The speed in which I wrenched my head from Caroline’s line of sight forced a burning, shooting pain up my neck and into the back of my skull.

But there was no time to acknowledge it or to readjust my posture. I focused on her reflection in the smoky glass of the restaurant window instead, and prayed I’d gone unnoticed. But she remained there, squinting at a memory.

Surely Roger couldn’t have tracked me down to Florida? I never knew which direction I was going to choose until I reached a crossroads. So it would have taken a crystal ball for anyone else to predict where to find me from one week to the next. Besides, Simon left no trail. I was Darren Glasper.

So it must have been coincidence that brought us to exactly the same place, in exactly the same street at exactly the same time. Fate was an unpredictable bastard.

I prayed Caroline would quickly come to the conclusion her eyes had deceived her. I continued watching from an uncomfortable angle as she shook her head, believing, like me, it was too far fetched to be true. Indecision made her hover from foot to foot like she needed someone to confirm she was being ridiculous. But there was no one to help.

I began to relax slightly when she twisted her body towards the hotel steps Roger had walked up moments earlier. Then she hesitated and repeated her movements like she was being rewound and fast-forwarded with a remote control.

My heart palpitated and I hoped she’d run inside to find Roger and give me the opportunity to escape. But she didn’t. Instead, she edged towards the curb for closer inspection.

Self-preservation set in and without rotating my head, I threw my blazing cigarette onto the pavement, stood up and began to walk away. I hungered to look over my shoulder to make sure I was alone, but I was terrified of what I might find. I picked up my pace.

“Simon!”

The sound of her voice cut me like glass. My chest became inflamed and I felt the urgent need to empty my bowels. My breath was short and my legs threatened to flop beneath me. All I could do was ignore her and continue.

“Simon!” it came again, but with more authority.

The proximity of her voice told me she’d gained ground but was still on the opposite side of the road. ‘Just give up,’ I screamed inside and accelerated my pace to a near-run. But Caroline must have jogged to keep up with me. My frustration became impossible to suppress so I went against my better judgment and cricked my neck to see her struggling to find a break between moving cars to cross. I used it to my advantage and ran, the prey desperate to avoid the hunter.

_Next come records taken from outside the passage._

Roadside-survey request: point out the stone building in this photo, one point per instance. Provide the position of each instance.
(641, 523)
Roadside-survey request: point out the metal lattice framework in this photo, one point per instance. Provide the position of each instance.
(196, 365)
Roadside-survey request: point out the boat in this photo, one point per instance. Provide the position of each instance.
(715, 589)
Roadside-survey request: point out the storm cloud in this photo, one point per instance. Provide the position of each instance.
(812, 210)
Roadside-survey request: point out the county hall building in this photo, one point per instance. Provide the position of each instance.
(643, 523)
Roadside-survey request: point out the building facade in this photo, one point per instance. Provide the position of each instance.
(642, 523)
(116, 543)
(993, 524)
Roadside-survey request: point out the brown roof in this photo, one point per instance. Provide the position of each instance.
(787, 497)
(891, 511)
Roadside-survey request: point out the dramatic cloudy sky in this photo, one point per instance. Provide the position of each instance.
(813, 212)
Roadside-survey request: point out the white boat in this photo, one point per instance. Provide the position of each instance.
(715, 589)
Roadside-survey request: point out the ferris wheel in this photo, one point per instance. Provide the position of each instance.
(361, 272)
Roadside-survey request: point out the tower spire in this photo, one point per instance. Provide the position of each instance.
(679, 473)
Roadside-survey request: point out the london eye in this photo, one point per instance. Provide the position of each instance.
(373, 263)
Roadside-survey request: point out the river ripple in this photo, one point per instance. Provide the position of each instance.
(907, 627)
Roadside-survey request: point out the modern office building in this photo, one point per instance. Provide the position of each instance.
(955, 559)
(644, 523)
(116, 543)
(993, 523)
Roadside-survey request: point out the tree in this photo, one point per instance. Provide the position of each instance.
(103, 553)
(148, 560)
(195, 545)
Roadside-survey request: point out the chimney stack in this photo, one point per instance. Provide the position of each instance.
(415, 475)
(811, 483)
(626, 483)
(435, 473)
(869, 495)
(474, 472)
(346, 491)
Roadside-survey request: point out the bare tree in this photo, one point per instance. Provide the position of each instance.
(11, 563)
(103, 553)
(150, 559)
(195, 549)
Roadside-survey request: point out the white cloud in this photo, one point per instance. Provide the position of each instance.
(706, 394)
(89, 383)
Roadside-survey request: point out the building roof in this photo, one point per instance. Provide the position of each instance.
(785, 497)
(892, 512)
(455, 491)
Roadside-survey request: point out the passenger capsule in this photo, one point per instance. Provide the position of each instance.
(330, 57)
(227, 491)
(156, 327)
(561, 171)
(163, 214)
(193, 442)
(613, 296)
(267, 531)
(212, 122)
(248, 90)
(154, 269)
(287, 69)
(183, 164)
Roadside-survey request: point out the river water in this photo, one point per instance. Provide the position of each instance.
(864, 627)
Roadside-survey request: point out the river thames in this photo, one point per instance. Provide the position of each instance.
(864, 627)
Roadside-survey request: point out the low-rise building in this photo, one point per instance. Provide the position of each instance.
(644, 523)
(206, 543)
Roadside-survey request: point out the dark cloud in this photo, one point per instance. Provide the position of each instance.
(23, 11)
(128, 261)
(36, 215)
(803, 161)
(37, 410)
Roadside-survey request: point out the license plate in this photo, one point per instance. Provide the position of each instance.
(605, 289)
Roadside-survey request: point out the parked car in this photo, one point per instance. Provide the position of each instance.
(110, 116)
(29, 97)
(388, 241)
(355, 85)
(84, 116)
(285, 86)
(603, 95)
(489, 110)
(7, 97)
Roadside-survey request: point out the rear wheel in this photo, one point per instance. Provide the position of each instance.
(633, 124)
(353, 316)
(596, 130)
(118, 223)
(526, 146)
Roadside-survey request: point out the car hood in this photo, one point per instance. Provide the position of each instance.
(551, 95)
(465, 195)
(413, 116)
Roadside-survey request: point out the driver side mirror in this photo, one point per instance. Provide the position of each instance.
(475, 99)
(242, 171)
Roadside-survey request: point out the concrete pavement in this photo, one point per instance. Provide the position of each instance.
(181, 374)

“It’s you isn’t it!” she shouted above the noise of the traffic. Red traffic lights gave her the opportunity she needed and she flew across the road with the speed of a tornado.

“Stop running, you coward!” she shrieked. “I fucking know it’s you!”

My body already ached from my dives and my increased anxiety. My daily cigarette intake left me breathless. Short of a miracle, I knew I had to face the inevitable. So I stopped.

Within seconds, her fingers dug into my shoulder and she spun me around. Even though she’d been so confident it was I, disbelief in the actual confrontation spread across her face. We glared at each other in silence before she unleashed her fury.